Bu kadar utanç verici, üstelik dışarıdan bakınca tertemiz bir aptallık olan bu yakalanma halini elbette itiraf edemiyorum ve mecburen kimsenin bilmediği gizli planları fark eden özel ve üstün insan olarak her şeyin bir plan olduğunu söylüyorum.

Mesela Berberler Odası’nın bir planı neden yok?.. Salgın olunca ne yapılır, hangi kurallara uyulur, dezenfektan, berberi koruma, müşteriyi koruma nasıl sağlanır, dükkânlar kapanır mı yoksa müşteriler sıraya mı alınır? Hani nerede kararlar?.. Yok… Daha önce kimsenin aklına gelmemiş.

İnsanlar hem bencil hem de kibirli… “Ellerini yıka, kimseye dokunma, insanlara yaklaşma, elini ağzına yüzüne sürme” denildiğinde basit görüyor bunları. Nefsi kaldırmıyor. “Bu kadar basit olamaz” diyor.

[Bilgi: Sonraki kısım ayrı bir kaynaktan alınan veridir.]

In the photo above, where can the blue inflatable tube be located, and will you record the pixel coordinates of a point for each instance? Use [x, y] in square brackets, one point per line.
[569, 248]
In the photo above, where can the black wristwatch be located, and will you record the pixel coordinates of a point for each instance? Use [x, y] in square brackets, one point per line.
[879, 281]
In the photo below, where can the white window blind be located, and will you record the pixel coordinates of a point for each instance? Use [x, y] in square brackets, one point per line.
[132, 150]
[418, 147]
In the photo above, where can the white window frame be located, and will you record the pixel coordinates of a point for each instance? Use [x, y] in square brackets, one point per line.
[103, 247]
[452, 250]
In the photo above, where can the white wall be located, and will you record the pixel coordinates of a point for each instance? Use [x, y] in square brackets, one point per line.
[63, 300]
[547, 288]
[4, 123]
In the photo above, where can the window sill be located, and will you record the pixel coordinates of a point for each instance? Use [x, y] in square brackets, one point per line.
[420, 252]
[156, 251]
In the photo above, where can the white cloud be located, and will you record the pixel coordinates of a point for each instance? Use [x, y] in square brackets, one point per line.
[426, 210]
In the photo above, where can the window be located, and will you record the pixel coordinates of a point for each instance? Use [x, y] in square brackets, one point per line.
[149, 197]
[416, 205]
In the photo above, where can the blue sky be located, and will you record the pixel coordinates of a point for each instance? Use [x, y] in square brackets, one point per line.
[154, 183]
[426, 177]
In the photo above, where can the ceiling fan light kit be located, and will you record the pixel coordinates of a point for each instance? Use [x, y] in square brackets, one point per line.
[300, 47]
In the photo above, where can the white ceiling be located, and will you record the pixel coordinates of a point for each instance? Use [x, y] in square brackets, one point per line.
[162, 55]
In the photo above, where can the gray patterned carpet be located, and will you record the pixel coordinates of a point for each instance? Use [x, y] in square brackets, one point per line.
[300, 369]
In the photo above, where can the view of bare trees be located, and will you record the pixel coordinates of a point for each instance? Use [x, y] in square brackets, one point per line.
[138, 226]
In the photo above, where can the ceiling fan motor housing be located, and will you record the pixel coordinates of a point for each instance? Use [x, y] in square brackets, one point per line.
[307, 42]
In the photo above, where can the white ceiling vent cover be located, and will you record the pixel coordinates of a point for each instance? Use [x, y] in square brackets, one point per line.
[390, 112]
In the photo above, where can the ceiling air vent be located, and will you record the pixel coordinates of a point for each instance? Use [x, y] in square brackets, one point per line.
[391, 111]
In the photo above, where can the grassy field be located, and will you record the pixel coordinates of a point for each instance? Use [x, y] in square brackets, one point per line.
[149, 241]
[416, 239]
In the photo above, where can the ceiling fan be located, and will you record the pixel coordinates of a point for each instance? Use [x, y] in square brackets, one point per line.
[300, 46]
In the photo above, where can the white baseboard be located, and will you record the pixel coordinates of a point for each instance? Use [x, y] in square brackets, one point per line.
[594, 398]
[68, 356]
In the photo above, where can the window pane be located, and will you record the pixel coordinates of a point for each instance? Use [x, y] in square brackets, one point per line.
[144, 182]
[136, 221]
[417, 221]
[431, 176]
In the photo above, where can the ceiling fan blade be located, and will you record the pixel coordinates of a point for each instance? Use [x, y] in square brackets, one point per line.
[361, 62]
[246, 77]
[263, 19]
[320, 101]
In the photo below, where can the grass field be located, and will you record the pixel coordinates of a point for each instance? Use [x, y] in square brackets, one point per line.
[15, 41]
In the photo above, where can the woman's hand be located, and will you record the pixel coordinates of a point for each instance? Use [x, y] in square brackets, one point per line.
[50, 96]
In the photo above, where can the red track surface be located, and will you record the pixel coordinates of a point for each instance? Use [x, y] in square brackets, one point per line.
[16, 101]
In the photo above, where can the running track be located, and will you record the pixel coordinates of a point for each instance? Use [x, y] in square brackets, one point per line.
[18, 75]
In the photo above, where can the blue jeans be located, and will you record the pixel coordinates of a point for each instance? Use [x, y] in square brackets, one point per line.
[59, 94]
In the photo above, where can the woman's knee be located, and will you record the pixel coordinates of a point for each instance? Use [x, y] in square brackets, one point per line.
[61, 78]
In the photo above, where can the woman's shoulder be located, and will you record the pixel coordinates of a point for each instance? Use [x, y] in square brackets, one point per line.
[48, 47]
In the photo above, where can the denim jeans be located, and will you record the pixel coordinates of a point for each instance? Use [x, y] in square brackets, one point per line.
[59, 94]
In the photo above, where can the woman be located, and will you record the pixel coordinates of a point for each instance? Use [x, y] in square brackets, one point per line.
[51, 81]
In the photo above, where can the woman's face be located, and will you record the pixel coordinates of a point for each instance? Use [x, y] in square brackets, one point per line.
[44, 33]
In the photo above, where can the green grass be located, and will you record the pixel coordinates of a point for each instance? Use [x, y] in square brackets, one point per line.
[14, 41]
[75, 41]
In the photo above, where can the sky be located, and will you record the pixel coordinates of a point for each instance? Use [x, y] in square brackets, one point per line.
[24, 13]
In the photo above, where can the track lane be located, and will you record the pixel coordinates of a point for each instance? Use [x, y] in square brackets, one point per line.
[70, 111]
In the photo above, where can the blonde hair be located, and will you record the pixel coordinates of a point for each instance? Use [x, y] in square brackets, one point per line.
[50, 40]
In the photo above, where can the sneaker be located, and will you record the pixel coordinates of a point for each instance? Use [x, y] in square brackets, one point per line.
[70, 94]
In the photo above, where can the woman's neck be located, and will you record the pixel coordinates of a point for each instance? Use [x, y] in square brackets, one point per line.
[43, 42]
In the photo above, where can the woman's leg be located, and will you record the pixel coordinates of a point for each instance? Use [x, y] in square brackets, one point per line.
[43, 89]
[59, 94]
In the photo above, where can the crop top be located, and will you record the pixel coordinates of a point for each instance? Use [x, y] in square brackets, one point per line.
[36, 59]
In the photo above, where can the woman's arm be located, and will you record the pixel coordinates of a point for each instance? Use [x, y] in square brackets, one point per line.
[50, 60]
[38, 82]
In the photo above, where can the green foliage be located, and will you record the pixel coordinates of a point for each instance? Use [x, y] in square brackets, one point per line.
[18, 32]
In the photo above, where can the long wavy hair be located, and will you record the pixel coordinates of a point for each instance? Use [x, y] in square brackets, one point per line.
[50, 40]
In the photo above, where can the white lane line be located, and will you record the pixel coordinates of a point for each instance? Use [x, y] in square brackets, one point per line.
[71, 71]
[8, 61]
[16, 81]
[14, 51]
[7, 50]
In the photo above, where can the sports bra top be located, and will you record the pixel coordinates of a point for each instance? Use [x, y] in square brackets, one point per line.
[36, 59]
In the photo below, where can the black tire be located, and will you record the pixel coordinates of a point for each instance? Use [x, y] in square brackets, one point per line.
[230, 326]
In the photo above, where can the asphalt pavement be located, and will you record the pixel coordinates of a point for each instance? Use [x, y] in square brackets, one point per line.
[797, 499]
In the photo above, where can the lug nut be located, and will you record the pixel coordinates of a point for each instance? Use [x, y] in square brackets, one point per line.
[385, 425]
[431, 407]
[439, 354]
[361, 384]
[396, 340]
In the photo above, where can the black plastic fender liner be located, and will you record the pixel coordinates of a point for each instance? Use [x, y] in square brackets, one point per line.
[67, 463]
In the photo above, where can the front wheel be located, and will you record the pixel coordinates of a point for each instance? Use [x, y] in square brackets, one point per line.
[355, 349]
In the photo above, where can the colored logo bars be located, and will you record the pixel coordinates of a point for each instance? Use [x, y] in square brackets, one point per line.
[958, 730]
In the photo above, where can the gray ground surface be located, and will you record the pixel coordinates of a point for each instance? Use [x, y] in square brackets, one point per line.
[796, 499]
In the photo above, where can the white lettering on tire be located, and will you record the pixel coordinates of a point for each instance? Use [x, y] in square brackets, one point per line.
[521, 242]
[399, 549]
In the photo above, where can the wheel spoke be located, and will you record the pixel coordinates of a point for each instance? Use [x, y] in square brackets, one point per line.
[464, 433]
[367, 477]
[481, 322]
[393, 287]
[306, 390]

Çünkü kendisi özel; ancak derin güçlerin, küresel derin devletlerin, saldırısıyla ölür, ölecekse!.. Kim kabul eder elini yıkayamayan biri olduğu için ölmeyi. Aslında bir komplo yok, savaş yok, karanlık güçler yok, küresel derin devlet planı değil. Bu salgının altında esrarengiz bir şeyler yok. Doğal, gerçek bir virüsün doğal gerçek bir salgını var. Maske üreticilerinin bazıları gibi, sahte dezenfektan üretenler gibi, daha büyük çaplı başka küresel fırsatçılar çıkar mı, çıkar elbette… Ama bu salgın gerçek… Virüs karşısında, küçücük bir virüs, bu kadar aciz ve çaresiz olmak insanların nefsine ağır geliyor. Her nefis kendine “Küresel güçler” adında bir put uyduruyor. Bu tip hurafeleri, komplo teorilerini yaymak, insanların dikkatini dağıtmak demektir. Bu çok büyük bir vebal!

Şimdi düşünüyorum da bana yalvarmış doktorlar, “Erem, elini sağa sola sürme, tokalaşma, sarılma, kalabalığa girme, ellerini uzun süre sabunla yıka” demişler. Ben dinlemedim ve tokalaştım yetmedi burnumu-gözümü kaşıdım. Aradan bir hafta geçti ve şimdi solunum makinesine bağlı halde, hastalığı bulaştırdığım insanları da düşünerek ölümü bekliyorum!.. Mecburen suçu Bil Gates’e atmam gerekiyor. Çünkü kendini öldüren ve üstelik başka insanları da ölüme sürükleyecek kadar bencil biri olduğumu itiraf edemem ki!.. Kimse edemez.